David Deutsch re-formulated the Church-Turing thesis as a physical principle, asserting that "every finitely realizable physical system can be perfectly simulated by a universal model computing machine operating by finite means". Such principle can be regarded as a new theoretical paradigm, whereby the entire Physics is emerging from a quantum computation. But for a theory to be a good one, it must explain a large class of phenomena based on few general principles. Taking as a general principle the topological homogeneity of the computational network with graph-dimension equal to the space-time dimension corresponds to replacing quantum field theory (QFT) with a numerable set of quantum systems in local interaction. This means to consider QFT as a kind of Fermi-scale thermodynamic" limit of a deeper Planck-scale theory, with the quantum field replaced by a giant quantum computer. In the talk, I will illustrate mechanisms of emergence of physics from the quantum computation in 1+1 dimensions. We will see that Dirac's is just the equation describing the free flow of information, leading to an informational definition of inertial mass and Planck constant.
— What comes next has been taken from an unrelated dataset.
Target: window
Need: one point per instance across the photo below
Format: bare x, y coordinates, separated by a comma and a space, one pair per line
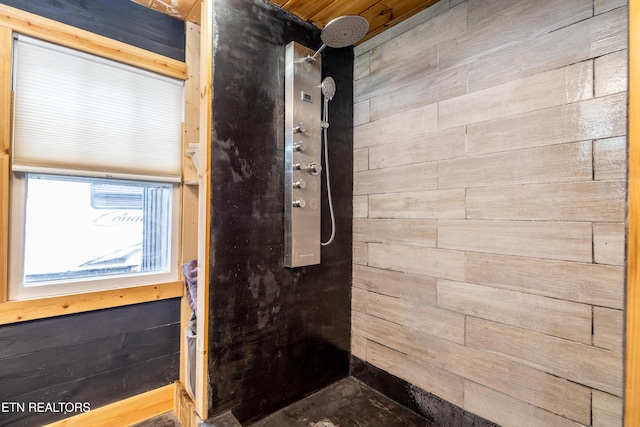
96, 167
I will then illustrate the emergence mechanism of Minkowsian space-time from the computation, how the field Hamiltonian comes out, and how quantum fields are actually eliminated in favor of qubits. We will see that the digital nature of the field leads to an in-principle observable consequence in terms of a mass-dependent refraction index of vacuum, with the information becoming stationary at the Planck mass. Such refraction index of vacuum is a general phenomenon due to unitariety in the discrete, and can also help in solving the speed-of-light isotropy conundrum posed by digitalization of the field in more than 1 space dimensions. We will also see how the quantum nature of the processed information plays a crucial role in other practical informational issues, e.g. the possibility of driving the information in different directions, without the need of increasing the complexity of the circuit. Finally I will briefly comment about gravity as emergent from the quantum computation, and the connection with Verlinde-Jacobson approach.